Il y a aussi la vie

effet miroir

J’avais a peine 14 ans lorsque mon frère est décédé d’un cancer.

Ma vie a basculé à la suite de ce décès. J’ai cru ne jamais m’en remettre, je suis passée par la dépression, le suicide, j’ai failli y rester. Mais peu importe le temps qu’il faut, on fini toujours par se relever !

J’ai failli mourir, et je remercie aujourd’hui les médecins de m’avoir sauvée. La naissance de mon neveu m’a fait prendre conscience qu’il y a la mort, mais il y a aussi la vie, et c’est le plus important. Aujourd’hui, petit Nathan a 10 mois, c’est un merveilleux garçon qui ressemble beaucoup à mon frangin.

Céline

Il est devenu mon jardin secret

bulles-savon

Tout à commencé un soir de janvier 2004. J’attendais son coup de téléphone avec impatience. Il était allé chez le docteur car il toussait trop, depuis trop longtemps. Le verdict ne s’est pas fait attendre… lymphome à 18ans à peine… S’ensuit 1 an de traitements, d’opérations, de douleurs, d’espoir, puis une rechute… du chagrin, des traitements…

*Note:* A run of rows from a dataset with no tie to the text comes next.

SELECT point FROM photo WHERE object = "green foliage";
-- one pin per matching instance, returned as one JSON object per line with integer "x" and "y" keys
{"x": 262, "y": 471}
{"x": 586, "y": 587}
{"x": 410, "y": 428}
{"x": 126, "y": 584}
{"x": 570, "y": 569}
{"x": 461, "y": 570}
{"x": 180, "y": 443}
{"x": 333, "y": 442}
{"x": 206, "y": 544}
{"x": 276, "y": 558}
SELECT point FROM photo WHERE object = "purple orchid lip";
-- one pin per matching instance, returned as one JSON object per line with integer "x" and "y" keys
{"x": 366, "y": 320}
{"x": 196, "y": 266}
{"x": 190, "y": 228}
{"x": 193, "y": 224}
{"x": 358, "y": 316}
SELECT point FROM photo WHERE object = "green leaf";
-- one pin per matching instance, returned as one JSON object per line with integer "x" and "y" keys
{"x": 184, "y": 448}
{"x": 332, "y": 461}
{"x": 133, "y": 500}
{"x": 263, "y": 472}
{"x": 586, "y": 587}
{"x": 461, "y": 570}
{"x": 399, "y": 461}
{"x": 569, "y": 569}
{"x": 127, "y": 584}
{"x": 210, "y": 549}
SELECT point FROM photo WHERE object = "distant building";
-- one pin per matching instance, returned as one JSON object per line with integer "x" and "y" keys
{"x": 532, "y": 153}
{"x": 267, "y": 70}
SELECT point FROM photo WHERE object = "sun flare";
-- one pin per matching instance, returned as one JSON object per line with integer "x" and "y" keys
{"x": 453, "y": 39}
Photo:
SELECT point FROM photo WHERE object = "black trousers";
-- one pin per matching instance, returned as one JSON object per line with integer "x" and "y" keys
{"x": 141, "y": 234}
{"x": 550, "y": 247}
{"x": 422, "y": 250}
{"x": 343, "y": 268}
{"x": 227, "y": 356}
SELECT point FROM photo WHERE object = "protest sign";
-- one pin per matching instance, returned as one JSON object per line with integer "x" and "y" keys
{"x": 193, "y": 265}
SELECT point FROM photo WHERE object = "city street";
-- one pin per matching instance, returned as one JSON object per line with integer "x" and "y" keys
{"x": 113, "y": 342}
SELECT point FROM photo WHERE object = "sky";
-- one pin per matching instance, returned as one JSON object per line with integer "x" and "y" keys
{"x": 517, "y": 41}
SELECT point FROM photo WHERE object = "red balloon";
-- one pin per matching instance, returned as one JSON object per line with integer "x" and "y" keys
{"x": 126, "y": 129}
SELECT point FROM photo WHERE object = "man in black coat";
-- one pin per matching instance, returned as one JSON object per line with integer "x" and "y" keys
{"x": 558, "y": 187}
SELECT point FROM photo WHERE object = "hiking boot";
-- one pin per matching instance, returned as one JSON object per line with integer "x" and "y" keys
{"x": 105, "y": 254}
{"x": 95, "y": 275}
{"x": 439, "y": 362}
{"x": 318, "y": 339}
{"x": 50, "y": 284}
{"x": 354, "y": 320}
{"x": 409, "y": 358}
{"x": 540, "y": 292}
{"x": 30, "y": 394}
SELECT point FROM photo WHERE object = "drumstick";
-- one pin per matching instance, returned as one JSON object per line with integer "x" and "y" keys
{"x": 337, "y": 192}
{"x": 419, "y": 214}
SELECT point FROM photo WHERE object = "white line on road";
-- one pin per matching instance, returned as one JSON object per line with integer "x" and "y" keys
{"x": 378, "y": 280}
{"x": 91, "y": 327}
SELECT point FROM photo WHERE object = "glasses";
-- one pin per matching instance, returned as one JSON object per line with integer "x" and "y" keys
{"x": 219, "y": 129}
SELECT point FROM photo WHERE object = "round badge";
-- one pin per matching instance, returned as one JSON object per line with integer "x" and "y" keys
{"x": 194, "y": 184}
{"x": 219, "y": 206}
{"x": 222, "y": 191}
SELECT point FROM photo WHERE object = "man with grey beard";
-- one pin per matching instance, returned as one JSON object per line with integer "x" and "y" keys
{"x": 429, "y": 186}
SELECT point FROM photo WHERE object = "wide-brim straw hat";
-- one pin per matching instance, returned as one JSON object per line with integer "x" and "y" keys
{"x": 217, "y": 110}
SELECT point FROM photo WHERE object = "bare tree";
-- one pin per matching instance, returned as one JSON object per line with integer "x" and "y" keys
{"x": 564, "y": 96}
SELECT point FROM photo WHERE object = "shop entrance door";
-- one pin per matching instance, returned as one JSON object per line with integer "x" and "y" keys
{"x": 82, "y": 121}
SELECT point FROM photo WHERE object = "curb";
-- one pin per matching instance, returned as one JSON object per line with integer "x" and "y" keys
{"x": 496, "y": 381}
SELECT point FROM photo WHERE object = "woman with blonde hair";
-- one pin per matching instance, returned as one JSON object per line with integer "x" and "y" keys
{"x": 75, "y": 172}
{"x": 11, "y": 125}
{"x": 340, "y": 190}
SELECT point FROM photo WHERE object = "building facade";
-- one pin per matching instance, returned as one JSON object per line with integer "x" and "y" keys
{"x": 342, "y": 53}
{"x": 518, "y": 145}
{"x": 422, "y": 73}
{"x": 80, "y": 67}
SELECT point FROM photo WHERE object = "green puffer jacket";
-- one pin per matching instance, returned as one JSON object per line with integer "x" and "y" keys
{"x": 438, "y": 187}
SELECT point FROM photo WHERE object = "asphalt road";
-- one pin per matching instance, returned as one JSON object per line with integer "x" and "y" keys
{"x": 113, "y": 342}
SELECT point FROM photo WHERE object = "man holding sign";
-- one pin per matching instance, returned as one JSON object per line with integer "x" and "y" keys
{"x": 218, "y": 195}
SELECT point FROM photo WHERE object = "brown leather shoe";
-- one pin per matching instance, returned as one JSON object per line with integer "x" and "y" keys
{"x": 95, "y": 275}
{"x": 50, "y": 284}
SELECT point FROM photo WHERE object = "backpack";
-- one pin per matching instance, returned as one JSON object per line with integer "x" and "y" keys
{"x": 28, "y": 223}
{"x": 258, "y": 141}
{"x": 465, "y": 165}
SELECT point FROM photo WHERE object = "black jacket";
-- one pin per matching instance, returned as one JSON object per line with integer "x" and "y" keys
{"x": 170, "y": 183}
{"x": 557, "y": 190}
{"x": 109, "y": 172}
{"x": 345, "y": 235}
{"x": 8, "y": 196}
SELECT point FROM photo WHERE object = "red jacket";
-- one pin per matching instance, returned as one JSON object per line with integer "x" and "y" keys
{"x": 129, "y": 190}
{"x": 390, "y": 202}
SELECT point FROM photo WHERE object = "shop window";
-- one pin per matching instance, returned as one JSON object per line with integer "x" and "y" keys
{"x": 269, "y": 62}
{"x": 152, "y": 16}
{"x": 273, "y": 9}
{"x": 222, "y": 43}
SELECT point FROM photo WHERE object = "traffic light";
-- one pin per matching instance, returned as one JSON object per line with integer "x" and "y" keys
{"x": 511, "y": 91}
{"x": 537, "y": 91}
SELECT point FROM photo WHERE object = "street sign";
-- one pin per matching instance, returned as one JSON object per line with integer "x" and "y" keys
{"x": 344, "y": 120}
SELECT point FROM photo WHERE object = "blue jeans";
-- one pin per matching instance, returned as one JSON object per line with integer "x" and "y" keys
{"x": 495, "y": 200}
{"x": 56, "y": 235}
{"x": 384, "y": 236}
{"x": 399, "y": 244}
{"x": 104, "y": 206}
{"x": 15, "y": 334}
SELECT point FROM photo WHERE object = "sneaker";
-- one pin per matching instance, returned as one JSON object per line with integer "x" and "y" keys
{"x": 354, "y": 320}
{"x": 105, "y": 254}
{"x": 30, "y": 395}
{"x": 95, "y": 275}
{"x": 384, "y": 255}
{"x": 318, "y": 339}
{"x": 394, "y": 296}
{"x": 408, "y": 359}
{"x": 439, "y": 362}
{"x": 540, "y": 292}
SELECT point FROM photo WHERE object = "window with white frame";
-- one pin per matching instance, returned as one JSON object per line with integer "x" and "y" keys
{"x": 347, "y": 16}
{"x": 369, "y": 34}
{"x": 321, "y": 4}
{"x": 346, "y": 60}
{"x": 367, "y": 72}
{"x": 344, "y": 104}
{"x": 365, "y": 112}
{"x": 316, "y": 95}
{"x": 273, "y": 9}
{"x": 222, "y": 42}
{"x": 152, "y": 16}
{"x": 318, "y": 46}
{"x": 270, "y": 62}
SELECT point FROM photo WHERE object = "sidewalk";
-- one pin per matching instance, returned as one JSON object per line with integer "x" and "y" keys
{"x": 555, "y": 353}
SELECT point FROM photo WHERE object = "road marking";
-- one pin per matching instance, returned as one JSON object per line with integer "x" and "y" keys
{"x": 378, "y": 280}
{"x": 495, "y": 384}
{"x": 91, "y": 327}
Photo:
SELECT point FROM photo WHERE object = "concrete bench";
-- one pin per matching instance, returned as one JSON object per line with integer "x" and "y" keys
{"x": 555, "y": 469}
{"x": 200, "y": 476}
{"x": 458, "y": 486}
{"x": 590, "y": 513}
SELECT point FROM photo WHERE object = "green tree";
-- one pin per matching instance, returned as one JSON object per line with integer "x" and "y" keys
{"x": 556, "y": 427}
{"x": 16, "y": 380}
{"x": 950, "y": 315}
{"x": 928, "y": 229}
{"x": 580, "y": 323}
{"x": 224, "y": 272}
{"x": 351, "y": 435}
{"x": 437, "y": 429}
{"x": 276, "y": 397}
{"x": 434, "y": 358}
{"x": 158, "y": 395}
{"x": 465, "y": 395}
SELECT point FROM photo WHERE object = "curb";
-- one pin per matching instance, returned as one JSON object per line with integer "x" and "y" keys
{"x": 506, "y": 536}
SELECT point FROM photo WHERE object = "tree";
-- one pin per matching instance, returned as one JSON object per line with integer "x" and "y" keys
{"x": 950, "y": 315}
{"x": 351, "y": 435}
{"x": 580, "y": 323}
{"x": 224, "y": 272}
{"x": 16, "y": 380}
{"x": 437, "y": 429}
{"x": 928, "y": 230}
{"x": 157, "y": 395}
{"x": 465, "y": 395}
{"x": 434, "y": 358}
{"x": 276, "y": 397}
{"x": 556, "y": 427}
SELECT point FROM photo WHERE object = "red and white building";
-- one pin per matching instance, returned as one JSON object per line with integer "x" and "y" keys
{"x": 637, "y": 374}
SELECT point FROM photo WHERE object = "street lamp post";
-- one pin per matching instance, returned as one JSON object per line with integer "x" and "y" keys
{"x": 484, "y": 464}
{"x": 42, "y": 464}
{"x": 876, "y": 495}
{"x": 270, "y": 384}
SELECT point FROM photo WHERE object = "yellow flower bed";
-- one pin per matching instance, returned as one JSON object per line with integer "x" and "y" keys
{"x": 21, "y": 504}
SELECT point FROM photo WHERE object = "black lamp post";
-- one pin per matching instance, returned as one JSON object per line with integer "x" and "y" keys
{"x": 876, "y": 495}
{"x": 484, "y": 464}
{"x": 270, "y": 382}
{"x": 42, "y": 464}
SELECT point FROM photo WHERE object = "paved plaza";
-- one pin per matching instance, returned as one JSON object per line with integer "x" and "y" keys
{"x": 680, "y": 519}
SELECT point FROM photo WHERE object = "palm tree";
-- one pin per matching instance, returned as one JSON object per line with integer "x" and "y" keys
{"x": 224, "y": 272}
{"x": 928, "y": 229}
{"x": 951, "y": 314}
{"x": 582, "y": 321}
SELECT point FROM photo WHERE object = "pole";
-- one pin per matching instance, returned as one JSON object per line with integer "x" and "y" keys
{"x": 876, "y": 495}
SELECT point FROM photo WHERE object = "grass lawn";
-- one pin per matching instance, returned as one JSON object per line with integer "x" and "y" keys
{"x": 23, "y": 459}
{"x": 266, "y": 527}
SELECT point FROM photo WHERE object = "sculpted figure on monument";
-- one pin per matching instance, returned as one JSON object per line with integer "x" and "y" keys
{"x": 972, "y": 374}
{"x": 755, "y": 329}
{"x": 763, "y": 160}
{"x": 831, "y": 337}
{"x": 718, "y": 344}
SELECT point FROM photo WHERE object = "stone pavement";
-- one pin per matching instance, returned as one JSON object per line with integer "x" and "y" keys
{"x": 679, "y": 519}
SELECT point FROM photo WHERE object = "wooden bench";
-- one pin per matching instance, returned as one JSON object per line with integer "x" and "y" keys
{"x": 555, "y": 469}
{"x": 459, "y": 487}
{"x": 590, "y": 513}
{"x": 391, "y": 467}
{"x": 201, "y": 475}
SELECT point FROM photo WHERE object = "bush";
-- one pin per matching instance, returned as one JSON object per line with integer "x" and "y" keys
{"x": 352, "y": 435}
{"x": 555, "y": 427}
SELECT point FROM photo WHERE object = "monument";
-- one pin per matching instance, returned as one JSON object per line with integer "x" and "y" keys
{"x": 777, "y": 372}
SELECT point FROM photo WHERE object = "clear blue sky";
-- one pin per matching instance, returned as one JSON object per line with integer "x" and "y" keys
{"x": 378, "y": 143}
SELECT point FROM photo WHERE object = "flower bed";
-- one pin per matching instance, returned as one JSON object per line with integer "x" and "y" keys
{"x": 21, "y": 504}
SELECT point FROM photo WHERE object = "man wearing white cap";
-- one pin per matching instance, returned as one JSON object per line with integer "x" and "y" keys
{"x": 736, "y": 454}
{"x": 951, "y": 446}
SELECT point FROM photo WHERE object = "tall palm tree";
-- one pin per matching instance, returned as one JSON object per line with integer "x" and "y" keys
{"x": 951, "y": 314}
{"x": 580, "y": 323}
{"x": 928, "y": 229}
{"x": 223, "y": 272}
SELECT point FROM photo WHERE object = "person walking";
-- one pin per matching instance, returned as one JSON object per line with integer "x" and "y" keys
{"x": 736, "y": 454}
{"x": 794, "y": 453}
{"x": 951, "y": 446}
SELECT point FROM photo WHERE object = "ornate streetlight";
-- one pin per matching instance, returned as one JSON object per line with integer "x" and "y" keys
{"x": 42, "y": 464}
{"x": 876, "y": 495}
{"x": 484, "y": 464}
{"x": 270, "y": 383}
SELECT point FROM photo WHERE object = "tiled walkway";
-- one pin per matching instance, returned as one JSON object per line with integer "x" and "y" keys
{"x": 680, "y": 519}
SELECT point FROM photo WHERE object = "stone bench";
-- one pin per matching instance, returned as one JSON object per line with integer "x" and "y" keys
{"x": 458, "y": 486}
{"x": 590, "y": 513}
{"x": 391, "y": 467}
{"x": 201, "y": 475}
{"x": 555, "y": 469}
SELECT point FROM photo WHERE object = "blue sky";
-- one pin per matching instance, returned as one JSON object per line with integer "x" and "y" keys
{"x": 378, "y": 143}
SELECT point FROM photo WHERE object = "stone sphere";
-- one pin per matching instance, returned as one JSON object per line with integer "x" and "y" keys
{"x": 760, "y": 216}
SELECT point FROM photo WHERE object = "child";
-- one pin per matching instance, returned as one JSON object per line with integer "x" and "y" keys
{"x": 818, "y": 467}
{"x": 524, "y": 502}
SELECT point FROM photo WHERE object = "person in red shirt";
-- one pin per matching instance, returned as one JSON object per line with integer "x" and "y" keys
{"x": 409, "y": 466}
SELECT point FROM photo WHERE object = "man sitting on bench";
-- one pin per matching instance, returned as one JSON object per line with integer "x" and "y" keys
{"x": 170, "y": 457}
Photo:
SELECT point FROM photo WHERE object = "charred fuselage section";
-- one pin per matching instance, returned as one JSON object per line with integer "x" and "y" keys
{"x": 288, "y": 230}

Pendant ce temps, je continue mes études d’infirmière, je jongle entre l’hôpital, les cours, mon permis… Pas le temps de réfléchir, pas envie de penser encore moins lorsqu’on évoque le cancer avec mes profs. J’ai tendance à devenir une femme-fontaine !

La déprime s’installe mais il faut tenir bon devant lui, sa famille et la mienne. Je suis un roc pour certains, je suis en miettes en dedans. Du haut de mes tous jeunes 18 ans, je comprends le jargon des médecins, j’assiste à ses soins, je me concentre sur le positif car cette expérience m’aidera dans ma future vie d’infirmière. Je suis une future professionnelle mais lorsque le médecin repart, je ne suis plus que sa petite amie qui tremble de peur de le perdre.

Juin 2005. Il allait mieux ce weekend lorsque je l’ai vu. On est mercredi et je n’ai pas eu de nouvelles. Il doit être fatigué. J’appelle sa mère. Il est dans le coma depuis lundi. Elle n’a pas eu le courage de m’appeler. Je dois venir vite car c’est la fin. Et effectivement…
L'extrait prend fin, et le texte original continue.